Porém, o advogado pondera que a RMNR poderia se enquadrar no que o Direito do Trabalho chama de “salário complessivo”, ou seja, o pagamento de verbas salariais de forma unificada, sem especificar a que cada uma se refere.
Essa prática é proibida pela Consolidação das Leis do Trabalho (CLT), que determina que o trabalhador tem o direito de saber a que se refere a remuneração que está recebendo.
— Pela lei, cada parcela tem que vir acompanhada do seu fato gerador — explica.
FUP quer julgamento pelo colegiado do STF
A Federação Única dos Petroleiros (FUP) informou que vai recorrer da decisão para que o caso seja definido pelo colegiado do STF.

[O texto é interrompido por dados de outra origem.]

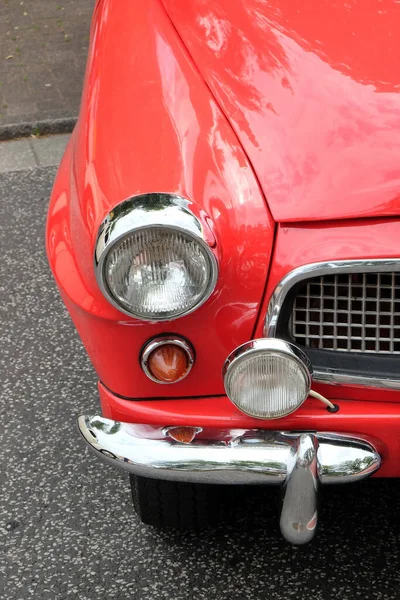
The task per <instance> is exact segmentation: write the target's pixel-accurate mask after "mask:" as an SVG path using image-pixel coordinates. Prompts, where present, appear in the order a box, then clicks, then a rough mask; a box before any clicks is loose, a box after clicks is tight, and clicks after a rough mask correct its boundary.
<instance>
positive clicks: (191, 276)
mask: <svg viewBox="0 0 400 600" xmlns="http://www.w3.org/2000/svg"><path fill="white" fill-rule="evenodd" d="M188 205H189V202H188V201H187V200H185V199H184V198H181V197H179V196H173V195H170V194H146V195H143V196H136V197H134V198H131V199H130V200H126V201H125V202H123V203H122V204H120V205H118V206H117V207H116V208H115V209H114V210H113V211H112V212H111V213H110V214H109V215H108V217H107V218H106V219H105V221H104V222H103V224H102V226H101V228H100V232H99V236H98V240H97V244H96V253H95V266H96V273H97V279H98V282H99V285H100V288H101V290H102V291H103V293H104V295H105V296H106V297H107V298H108V299H109V300H110V302H112V303H113V304H114V305H115V306H116V307H117V308H118V309H119V310H122V311H123V312H125V313H127V314H129V315H131V316H134V317H136V318H138V319H144V320H149V321H166V320H170V319H176V318H177V317H182V316H184V315H186V314H188V313H190V312H192V311H193V310H195V309H196V308H198V307H199V306H200V305H201V304H203V303H204V302H205V301H206V300H207V298H208V297H209V296H210V294H211V293H212V291H213V289H214V287H215V283H216V280H217V276H218V268H217V262H216V259H215V257H214V254H213V253H212V251H211V250H210V248H209V246H208V245H207V243H206V242H205V241H204V238H203V231H202V227H201V223H200V221H199V220H198V219H197V218H196V217H195V215H193V213H192V212H191V211H190V210H189V209H188Z"/></svg>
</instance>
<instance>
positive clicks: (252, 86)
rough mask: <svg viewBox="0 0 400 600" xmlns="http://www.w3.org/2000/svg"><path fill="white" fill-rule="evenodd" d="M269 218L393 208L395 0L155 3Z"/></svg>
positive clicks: (370, 213) (279, 217) (207, 0)
mask: <svg viewBox="0 0 400 600" xmlns="http://www.w3.org/2000/svg"><path fill="white" fill-rule="evenodd" d="M163 4H164V6H165V8H166V10H167V12H168V14H169V16H170V18H171V19H172V21H173V23H174V25H175V27H176V29H177V31H178V33H179V35H180V36H181V38H182V40H183V43H184V44H185V46H186V48H187V49H188V51H189V53H190V54H191V56H192V58H193V60H194V62H195V63H196V65H197V67H198V68H199V70H200V72H201V74H202V76H203V77H204V79H205V81H206V83H207V84H208V86H209V88H210V89H211V92H212V93H213V95H214V97H215V99H216V100H217V102H218V103H219V105H220V107H221V109H222V110H223V112H224V113H225V115H226V117H227V118H228V119H229V121H230V123H231V125H232V127H233V128H234V130H235V132H236V134H237V136H238V138H239V139H240V142H241V144H242V146H243V147H244V149H245V151H246V153H247V154H248V156H249V158H250V160H251V162H252V165H253V168H254V170H255V172H256V175H257V177H258V179H259V182H260V184H261V187H262V189H263V191H264V194H265V197H266V199H267V202H268V204H269V207H270V209H271V212H272V214H273V217H274V218H275V220H277V221H304V220H307V221H312V220H321V219H322V220H327V219H345V218H357V217H372V216H374V217H376V216H391V215H396V216H398V215H399V214H400V66H399V58H400V3H399V2H396V1H395V0H350V1H349V0H346V1H341V0H339V1H337V2H332V0H310V1H309V2H304V0H285V1H282V0H190V2H188V0H163Z"/></svg>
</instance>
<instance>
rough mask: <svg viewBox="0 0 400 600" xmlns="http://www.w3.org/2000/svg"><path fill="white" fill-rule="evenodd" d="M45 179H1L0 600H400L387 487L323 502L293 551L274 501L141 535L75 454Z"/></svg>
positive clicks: (87, 411)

“É surpreendente que um tema dessa natureza e complexidade seja decidido de forma monocrática e durante o período de recesso do Supremo Tribunal Federal (STF)”, afirmou o coordenador-geral da Federação Única dos Petroleiros(FUP), Deyvid Bacelar, em nota enviada pela FUP.
Julgamento longo e controverso
O caso chegou ao gabinete de Alexandre de Moraes em fevereiro de 2020.
No TST, em 2018, o julgamento durou mais de dez horas, dividiu o plenário do TST e só foi decidido no último voto: foram 12 votos a favor da Petrobras e 13 a favor dos trabalhadores. A discussão no Tribunal começou em outubro de 2015.
A Petrobras argumentava que o acordo assinado em 2007 vigorou por três anos sem intercorrências e alegava que os sindicatos elogiaram o resultado da negociação à época.